I don't know if a general configuration parameter would be a good compromise for this.

what do you think about?

[MdreW]

the history of authentications must go in the logs not in the database.... too much data is bad data

[c00kiemon5ter]

Is there a use case that requires to differentiate between different states of a token?

• revoked tokens
• expired tokens
• and unknown tokens

Would we need to know when a token expired and when it was removed? (different timepoints each event took place)

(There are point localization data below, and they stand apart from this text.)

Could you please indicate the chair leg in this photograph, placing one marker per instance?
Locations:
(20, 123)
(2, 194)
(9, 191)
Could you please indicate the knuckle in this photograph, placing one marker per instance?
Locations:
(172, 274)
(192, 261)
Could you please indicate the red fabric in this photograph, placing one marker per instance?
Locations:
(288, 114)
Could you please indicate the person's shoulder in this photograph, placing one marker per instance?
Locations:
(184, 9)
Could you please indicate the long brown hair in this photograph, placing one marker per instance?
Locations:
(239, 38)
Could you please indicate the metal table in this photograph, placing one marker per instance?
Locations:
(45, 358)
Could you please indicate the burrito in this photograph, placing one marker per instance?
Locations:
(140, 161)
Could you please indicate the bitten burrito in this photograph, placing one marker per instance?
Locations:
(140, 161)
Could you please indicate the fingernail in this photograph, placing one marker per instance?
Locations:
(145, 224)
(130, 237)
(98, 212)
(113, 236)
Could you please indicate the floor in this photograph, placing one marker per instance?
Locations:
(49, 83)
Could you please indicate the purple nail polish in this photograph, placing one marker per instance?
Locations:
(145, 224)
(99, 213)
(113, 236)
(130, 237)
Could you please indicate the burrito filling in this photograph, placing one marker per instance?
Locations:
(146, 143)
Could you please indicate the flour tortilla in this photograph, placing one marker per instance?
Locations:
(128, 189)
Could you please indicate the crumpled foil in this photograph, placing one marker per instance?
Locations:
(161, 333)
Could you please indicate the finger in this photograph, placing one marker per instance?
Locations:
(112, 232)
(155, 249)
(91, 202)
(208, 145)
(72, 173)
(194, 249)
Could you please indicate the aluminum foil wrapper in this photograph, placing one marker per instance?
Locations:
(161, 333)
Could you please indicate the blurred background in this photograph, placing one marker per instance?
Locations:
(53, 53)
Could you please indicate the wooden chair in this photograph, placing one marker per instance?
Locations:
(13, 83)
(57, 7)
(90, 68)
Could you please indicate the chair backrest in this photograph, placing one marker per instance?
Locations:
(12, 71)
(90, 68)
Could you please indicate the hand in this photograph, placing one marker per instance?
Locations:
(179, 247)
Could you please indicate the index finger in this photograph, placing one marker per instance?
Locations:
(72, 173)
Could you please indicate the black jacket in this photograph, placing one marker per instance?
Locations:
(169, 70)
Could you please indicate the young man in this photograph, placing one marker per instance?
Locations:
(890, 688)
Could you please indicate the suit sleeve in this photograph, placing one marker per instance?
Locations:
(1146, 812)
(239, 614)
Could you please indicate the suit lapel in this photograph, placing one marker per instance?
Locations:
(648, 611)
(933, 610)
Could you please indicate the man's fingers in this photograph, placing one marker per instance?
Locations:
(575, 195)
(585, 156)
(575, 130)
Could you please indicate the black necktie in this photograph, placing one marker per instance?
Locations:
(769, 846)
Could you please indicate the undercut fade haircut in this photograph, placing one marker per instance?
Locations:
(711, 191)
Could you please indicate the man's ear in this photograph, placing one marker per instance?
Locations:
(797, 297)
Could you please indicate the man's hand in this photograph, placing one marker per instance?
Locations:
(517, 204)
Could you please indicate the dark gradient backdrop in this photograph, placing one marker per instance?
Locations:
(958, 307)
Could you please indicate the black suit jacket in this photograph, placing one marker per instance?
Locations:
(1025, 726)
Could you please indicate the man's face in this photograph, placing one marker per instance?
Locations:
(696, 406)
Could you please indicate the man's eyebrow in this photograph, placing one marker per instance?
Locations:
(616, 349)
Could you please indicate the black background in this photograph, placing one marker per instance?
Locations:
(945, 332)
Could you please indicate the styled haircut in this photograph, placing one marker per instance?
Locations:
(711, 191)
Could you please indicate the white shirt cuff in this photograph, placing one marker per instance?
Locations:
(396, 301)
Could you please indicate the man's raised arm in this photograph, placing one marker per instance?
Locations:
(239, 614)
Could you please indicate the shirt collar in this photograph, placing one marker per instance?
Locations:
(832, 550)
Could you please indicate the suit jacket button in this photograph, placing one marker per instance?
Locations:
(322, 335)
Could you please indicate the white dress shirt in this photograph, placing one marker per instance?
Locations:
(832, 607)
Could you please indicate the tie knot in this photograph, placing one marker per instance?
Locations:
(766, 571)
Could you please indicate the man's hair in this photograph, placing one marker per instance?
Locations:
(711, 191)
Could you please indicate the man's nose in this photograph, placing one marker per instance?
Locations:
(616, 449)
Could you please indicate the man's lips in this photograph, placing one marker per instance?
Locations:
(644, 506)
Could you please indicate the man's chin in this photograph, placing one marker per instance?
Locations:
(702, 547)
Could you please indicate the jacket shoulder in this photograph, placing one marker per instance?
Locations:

I guess the answers rely on the business, in relation to regulations (what would be good-enough for an auditor?)

[MdreW]

I think that can be useful know when an user has renewed a token for an incidents analysys and not for the authentication/authorization process.

If it's necessary to check a token I need to validate only the current token, the olders are history

[peppelinux]

@c00kiemon5ter

in the new/update method of the storage we can save/store/archiviate any historical information before (re)write the object.
We may have to decide if this is a desidered feature and where to keep this information (in the db or in the logs)

any idea is appreciated

[MdreW]

thinking in a bored time.... if the problem is follow the token's history, we can add the session sid (or an UUID) in the OIDC log with necessary info.

With this trick the history is readable / seachable and the DB is not full, grep ${SID} satosa_oidc.log and you have a full user history.

[rohe]

I agree with @MdreW access tokens that for some reason (revoked/expired/...) are not usable anymore should not be in
persistent storage. Putting enough information in the log to be able to later follow a token trail sounds good to me.

Whether the pruning is done by the library or by the persistent storage I don't really care.

We probably should provide one way of doing it in the library. This could be governed by configuration.